The DOE argues that non-zoned school districts level the playing field when it comes to race and socio-economics. Kalban said that in District 7 and 23, up to 90 percent of children received an offer from the school of their top choice, with 98 percent getting a offer from one of their top three.

Smaller class sizes could also result, as schools would no longer have to guarantee a seat to students based on their zone, Kalban said. In addition, families would have only have to fill out one application, as opposed to the current system where families must file multiple.

CEC member Victoria Frye took the DOE to task, arguing that a child in District 6 can receive up to nine school seat offers — eight choice schools plus their zoned school — under the current system. Under a dezoned system the number of offers would be reduced to just one. Frye then noted that the DOE was willing to do so much work to create a system, in which students receive a single match and asked why they couldn't create a unified application while keeping zones schools as a safety net.

The meetings drew supporters on both sides of the issue. Monday night's meeting drew several spectators who wore signs that read "I support school choice. Give District 6 a proposal."

Parent Sherene Betances, wore on one of the pro-school choice stickers. Betances, who lives on Bennett and 190th Street and have four children, said that she came to support dezoning after her children were denied entrance to P.S. 187.

"They don't allow my kids because of the zone," said Betances. "But I've got a friend who lives very far away, her last name is Smith and she got in. What do you think? Where's the zone over there?"
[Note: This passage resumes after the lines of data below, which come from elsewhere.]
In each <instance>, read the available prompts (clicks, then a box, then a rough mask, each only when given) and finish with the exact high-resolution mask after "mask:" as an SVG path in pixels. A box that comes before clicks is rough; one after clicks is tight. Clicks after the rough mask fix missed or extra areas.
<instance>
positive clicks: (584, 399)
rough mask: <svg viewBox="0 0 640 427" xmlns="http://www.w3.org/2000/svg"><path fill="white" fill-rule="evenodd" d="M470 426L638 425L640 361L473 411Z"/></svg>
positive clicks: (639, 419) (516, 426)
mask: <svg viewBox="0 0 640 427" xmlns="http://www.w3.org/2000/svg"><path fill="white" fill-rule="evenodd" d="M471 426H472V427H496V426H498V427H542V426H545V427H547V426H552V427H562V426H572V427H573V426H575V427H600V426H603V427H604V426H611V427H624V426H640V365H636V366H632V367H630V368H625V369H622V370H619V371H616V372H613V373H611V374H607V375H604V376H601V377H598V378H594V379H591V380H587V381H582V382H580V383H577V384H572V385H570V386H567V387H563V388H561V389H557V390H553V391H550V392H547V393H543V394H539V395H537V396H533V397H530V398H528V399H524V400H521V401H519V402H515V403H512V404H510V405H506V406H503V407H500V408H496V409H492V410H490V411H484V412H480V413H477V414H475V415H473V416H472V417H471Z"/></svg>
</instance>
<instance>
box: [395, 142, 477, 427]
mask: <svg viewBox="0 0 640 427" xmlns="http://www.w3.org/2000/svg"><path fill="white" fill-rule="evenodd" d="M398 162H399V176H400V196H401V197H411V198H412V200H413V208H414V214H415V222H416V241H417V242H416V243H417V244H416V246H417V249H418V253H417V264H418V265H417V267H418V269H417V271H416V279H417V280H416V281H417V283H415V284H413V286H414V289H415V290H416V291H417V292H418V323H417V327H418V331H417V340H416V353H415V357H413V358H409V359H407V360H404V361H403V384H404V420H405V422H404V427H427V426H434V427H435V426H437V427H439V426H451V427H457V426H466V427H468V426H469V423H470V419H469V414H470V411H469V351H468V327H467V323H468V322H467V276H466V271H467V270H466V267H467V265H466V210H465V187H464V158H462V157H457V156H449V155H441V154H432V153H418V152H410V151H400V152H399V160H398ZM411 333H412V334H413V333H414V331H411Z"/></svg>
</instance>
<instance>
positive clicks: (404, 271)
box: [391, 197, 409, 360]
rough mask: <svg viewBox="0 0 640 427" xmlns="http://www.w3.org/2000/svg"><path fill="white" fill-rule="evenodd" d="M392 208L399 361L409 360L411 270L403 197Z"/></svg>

"Zoning for me means the haves and the have nots," said Evelyn Roman-Lanzen, the PTA president at the Mott Hall Middle School in Harlem. "In our community if you can see in the room, the people that were pro-keeping their zone are the people that have it cushiony and comfy."

On Tuesday, several opponents came out with signs that read "D6 Parents need more time."

"I'm not comfortable with what I've heard," said Selina Greene, whose one-and-a-half-year-old son is zoned for P.S. 98. "The answers from the DOE put me more ill at ease than I was before."

"I heard a lot of baloney," said Shanny Moreno, whose children attend Muscota New School and JHS 52. "They're trying to make it a racial issue, that white people don't want blacks and latinos coming to schools. But the fact is they're breaking up communities."

"You have a zone, you move to that zone because you want to be in that school, you become part of that community. The minute you start to open it up to 30-60 blocks, you don't have a community."